Kedrostis nana (or Ystervarkpatat) is a species of flowering plant in the family Cucurbitaceae, indigenous to scrub vegetation in the coastal areas of South Africa, from Saldanha in the west, along the coast as far east as KwaZulu-Natal.

==Description==
It is a dioecious plant with leaves that are often almost entire and barely lobed (unlike its close relatives Kedrostis africana and Kedrostis capensis that are monoecious with deeply lobed leaves).
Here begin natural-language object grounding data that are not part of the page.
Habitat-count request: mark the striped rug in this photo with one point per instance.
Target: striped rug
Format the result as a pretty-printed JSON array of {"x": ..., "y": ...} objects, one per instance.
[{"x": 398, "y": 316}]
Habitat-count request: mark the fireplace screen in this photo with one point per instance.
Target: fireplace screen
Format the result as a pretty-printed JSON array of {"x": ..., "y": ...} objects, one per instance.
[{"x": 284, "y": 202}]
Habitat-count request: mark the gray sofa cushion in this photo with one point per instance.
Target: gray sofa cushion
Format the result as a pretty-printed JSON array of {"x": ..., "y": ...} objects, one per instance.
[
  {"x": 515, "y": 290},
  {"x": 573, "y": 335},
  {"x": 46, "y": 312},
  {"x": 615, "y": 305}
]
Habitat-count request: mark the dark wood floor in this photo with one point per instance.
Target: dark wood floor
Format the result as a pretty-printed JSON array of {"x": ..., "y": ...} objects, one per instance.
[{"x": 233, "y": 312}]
In its natural habitat, its greenish flowers are produced in February and March.

===Varieties===
Three varieties are recognised for this widespread and variable species, although they cannot always be clearly distinguished and many intermediate forms exist:

- Kedrostis nana var. nana. The type variety has leaves that are entire or not lobed deeper than halfway down the leaf's length. Distribution along the mesic coast from Saldanha in the west, to the Eastern Cape in the east.
- Kedrostis nana var. zeyheri. Leaves deeply lobed; upper side usually smooth. Leaf segments somewhat cuneate-to-rhomboid; often somewhat dentate. Distribution coastal or inland, from the Little Karoo in the west, to KwaZulu-Natal in the east.
- Kedrostis nana var. schlechteri. Leaves deeply lobed; upper side usually scabrid with pale pustules. Leaf segments variable (sometimes also lobed or ligulate). Distribution in dry areas near the coast from Riversdale in the west, to near Port Elizabeth in the east.